This project aims to build a personalized music recommendation system using data sourced from Spotify’s API. By examining track-level features, artist similarities, genre relationships, and user listening patterns, the system generates highly tailored recommendations that elevate the listener’s overall Spotify experience. Leveraging data mining and machine learning techniques, the project organizes music into meaningful structures, identifies influential artists and trends, and delivers precise song and artist recommendations aligned with individual tastes.
- End-to-end model development: From data collection and cleaning to feature engineering, modeling, evaluation, and generating a final curated playlist.
- User segmentation: How can user listening behavior be grouped into distinct segments to enable personalized marketing and engagement strategies?
- Cross-genre connectivity: Which artists or songs serve as bridges between genres, subcultures, or listening communities?

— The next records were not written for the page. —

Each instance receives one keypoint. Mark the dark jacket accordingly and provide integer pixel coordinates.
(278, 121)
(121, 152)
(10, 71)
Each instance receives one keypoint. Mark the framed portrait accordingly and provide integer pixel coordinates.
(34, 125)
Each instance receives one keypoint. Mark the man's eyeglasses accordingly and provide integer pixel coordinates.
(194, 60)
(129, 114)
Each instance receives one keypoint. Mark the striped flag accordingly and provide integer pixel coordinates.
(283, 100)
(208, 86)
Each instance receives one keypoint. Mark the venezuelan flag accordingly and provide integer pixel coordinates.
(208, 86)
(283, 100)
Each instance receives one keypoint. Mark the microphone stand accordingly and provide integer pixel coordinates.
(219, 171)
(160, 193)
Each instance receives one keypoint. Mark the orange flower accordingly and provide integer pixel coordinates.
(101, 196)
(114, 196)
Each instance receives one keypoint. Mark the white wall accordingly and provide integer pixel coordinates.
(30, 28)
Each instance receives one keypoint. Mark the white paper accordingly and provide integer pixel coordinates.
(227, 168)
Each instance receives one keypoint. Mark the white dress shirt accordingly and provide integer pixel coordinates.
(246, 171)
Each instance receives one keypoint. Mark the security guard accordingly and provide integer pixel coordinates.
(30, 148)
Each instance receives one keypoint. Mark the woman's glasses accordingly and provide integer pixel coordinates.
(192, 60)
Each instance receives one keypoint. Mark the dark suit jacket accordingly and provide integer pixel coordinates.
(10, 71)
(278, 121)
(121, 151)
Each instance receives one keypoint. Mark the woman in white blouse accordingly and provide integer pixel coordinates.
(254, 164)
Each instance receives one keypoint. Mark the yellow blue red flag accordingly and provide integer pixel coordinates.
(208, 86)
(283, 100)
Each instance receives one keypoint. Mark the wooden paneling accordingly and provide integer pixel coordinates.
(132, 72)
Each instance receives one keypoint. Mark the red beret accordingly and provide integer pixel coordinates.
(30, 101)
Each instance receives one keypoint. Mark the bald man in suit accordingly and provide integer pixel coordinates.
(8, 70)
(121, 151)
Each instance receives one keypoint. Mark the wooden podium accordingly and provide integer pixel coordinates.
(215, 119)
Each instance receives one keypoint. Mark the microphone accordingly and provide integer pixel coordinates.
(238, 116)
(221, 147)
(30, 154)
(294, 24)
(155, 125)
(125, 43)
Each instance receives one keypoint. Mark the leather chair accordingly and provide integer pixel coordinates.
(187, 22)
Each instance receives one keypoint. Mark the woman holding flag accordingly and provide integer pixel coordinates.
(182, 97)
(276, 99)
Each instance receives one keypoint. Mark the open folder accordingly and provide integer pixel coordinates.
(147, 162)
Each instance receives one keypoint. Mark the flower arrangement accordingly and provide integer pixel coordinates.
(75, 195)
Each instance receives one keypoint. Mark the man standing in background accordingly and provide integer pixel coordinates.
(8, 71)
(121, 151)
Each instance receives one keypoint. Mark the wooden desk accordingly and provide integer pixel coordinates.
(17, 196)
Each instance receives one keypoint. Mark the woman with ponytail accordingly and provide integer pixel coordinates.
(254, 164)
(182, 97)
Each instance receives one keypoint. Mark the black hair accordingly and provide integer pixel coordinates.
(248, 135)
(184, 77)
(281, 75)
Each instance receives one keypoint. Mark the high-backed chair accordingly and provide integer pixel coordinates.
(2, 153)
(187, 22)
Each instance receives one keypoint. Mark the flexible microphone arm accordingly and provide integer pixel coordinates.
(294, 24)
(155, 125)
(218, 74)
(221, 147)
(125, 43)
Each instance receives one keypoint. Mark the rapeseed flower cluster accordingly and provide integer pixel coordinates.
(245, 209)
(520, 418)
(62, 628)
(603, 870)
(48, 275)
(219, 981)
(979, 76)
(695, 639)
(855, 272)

- Content-based recommendations: How can audio features, embeddings, and metadata improve the accuracy and diversity of recommendations?
- Data
- EDA
- Model Creation
- Conclusion
To continuously gather fresh tracks for the recommendation model, I implemented a backoff-and-retry mechanism for scraping Spotify public playlists. This system automatically pauses, retries, and recovers from API rate limits, ensuring reliable extraction of track features such as popularity, danceability, acousticness, energy, instrumentalness, liveness, loudness, speechiness, tempo, and time signature. I intentionally chose this approach over using a Kaggle dataset because my previous projects had already demonstrated my ability to build models from clean, pre-curated data; this time, I wanted to engage directly with the raw, messy data returned by the API to gain deeper experience in handling real-world data workflows.
Dataset Summary:
Songs: 170,653
Artists: 28,680
Genres: 2,973
Key Findings: A significant increase in song loudness over the years, correlating with higher energy levels in music. Identification of distinct trends and patterns in music characteristics across different time periods and genres.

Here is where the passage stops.